The wealthy tyrant Gutman, played by the enigmatic Claudio Parrone Jr., rules the town with an iron fist and an equally corrupt police chief played by Thomas Welcenbach. Marguerite Gautier, (Camille) longs to escape from this Town of Death where the spirit of life had dried up! Marilyn White played the most challenging and daunting role of her long and illustrious career.  Her lover, an aging and melancholy Casanova was portrayed by the ever-talented Jeremy C. Welter. Together, they plot and scheme and try to squeeze love from a hopeless existence. 

Kilroy, the former Golden Gloves champ, now demoralized and homeless was played by Nathan Danzer. He attempts to win the admiration of Esmarelda, the Gypsy, played by  the vivacious and multifaceted  Alexandra Bonesho, only to be thwarted by her mother, Carole Herbstreet-Kalinyen.

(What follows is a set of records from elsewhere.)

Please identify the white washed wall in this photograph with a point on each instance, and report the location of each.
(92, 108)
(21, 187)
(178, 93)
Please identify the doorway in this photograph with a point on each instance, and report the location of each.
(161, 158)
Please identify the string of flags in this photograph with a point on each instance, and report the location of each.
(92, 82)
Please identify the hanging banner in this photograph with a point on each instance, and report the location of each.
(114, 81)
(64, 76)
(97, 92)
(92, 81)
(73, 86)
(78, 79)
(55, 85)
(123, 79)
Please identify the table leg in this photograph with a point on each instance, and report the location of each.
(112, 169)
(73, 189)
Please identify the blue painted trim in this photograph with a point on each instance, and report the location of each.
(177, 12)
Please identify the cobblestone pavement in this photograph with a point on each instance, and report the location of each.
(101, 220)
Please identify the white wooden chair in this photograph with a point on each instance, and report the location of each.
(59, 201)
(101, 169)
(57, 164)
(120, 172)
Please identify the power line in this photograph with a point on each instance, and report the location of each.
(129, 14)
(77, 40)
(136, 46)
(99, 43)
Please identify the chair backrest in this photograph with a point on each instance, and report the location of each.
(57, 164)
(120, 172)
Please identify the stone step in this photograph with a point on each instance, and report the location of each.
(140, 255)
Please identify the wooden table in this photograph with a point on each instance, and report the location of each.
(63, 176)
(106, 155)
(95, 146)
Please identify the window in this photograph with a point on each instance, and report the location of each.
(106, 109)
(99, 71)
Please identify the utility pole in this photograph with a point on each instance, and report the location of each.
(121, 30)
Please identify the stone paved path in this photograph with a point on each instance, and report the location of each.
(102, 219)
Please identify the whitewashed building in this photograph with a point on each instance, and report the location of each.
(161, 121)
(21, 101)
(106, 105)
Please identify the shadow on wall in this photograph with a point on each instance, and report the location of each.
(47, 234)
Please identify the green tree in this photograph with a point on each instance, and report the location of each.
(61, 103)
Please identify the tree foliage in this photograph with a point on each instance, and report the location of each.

Others in the large, powerful cast included Milwaukee favorites; Robert Hirschi; James Strange; Patrick McCann; and Lawrence J. Lukasavage; Songs, dances, comedy and a bit of horrifying violence were ingredients contributed by Barbara Zaferos, Barbara Weber, Mark Ninneman, and Sandy Lewis.

Director Dale Gutzman played the role of "The Poet" who dreams the nightmare we see on the stage before us. Gutzman reworked Williams various versions of the show, wrestling it down to an acceptable length and form.  It was two hours of unforgettable theater! 

Technical Director David Roper created an environment that surrounded the audience. 

The aidience was caught up in the festivals, the fear, the humor, the humiliation, the erotic tension, and most of all, the magnificent poetry of a man who may be America's greatest playwright.